Dieser Artikel stammt aus unserem Spendermagazin «das Gehirn». Unsere Zeitschrift «das Gehirn» erscheint viermal im Jahr und ist für Spenderinnen und Spender der Schweizerischen Hirnliga kostenlos. Lesen Sie weitere spannende Beiträge, indem Sie hier ein Probeexemplar bestellen.

Literweise Kaffee, Energy Drinks oder gar Pillen und Kapseln: Wer viel leisten muss, greift gerne zu Mitteln, die wach, konzentriert und leistungsfähig machen sollen. Wer träumt nicht von einem hervorragenden Gedächtnis, von scharfer Konzentration oder davon, die Weisheit buchstäblich mit dem Löffel zu essen? Zahlreiche Lebensmittel werden als «Brainfood» angepriesen – mittlerweile will uns ein ganzer Industriezweig zeigen, wie wir uns «intelligent» essen können. Gibt es tatsächlich so etwas wie Treibstoff fürs Gehirn?

In der Tat braucht das Gehirn rund einen Fünftel unseres gesamten Energiebedarfs. Anders als Muskeln, Fettgewebe und andere Organe kann es keine Energie speichern: Was es zu leisten vermag, hängt davon ab, welche Nährstoffe es zur Verfügung hat – und wie gut unser Kreislauf und der Stoffwechsel funktionieren. Die Nährstoffe, die das Gehirn gerade braucht, nimmt es sich sofort und direkt aus dem Blut. Dabei helfen ihm die Astroglia. Das sind Helferzellen, welche die Ernährung der Nervenzellen übernehmen und dafür sorgen, dass das Gehirn bei der Ernährung immer zuerst kommt: Vor allen anderen Organen nimmt es sich, was es braucht – und schützt sich selbst bei einem Nahrungsmangel vor Unterernährung.

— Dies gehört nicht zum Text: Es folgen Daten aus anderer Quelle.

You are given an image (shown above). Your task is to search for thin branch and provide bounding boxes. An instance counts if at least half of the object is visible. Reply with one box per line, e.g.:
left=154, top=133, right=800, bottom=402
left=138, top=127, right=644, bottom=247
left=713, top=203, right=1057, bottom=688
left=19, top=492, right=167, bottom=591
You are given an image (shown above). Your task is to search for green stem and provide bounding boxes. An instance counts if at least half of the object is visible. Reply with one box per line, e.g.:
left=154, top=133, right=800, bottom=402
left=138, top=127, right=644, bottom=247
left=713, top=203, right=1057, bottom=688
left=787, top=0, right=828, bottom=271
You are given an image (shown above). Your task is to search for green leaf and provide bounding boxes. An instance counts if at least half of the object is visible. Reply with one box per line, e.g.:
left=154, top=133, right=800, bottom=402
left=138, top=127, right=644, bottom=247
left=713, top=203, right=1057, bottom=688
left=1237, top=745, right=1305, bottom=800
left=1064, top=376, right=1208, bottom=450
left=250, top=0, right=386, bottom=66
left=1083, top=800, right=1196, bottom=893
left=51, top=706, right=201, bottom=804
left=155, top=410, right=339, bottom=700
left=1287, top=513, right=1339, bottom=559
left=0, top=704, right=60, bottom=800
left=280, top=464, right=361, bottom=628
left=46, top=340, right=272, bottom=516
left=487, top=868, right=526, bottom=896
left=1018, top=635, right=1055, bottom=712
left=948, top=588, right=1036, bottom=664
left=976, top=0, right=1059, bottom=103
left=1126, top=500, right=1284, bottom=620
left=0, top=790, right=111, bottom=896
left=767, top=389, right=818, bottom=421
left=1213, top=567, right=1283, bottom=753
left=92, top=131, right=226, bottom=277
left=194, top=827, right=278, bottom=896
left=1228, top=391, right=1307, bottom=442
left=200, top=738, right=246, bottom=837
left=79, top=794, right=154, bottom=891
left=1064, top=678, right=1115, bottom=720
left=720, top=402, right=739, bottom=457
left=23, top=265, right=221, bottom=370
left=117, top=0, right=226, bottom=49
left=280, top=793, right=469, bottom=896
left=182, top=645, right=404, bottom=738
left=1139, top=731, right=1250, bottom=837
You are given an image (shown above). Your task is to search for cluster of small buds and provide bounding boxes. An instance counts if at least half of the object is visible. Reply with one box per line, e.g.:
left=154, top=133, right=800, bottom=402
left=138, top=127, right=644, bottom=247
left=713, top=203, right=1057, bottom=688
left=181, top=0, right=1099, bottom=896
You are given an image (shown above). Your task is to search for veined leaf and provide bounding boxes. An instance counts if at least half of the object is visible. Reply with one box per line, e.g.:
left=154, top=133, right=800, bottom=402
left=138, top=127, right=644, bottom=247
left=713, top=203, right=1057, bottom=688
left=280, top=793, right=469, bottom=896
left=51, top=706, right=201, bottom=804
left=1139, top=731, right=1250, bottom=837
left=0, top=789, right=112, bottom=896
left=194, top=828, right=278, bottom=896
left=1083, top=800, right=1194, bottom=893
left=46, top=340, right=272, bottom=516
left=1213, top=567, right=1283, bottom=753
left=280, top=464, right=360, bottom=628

Ausgewogen und abwechslungsreich
«Schlau essen» heisst vor allem ausgewogen und abwechslungsreich essen, damit der Körper dem Gehirn stets Nachschub von allem bereithalten kann. Bei einer ausgewogenen Ernährung ist es für einen erwachsenen Menschen fast unmöglich, sich nicht gehirngerecht zu ernähren. Doch auch wenn unserem Gehirn nichts fehlt: Erhält es mit «Brainfood» nicht zusätzliche Power?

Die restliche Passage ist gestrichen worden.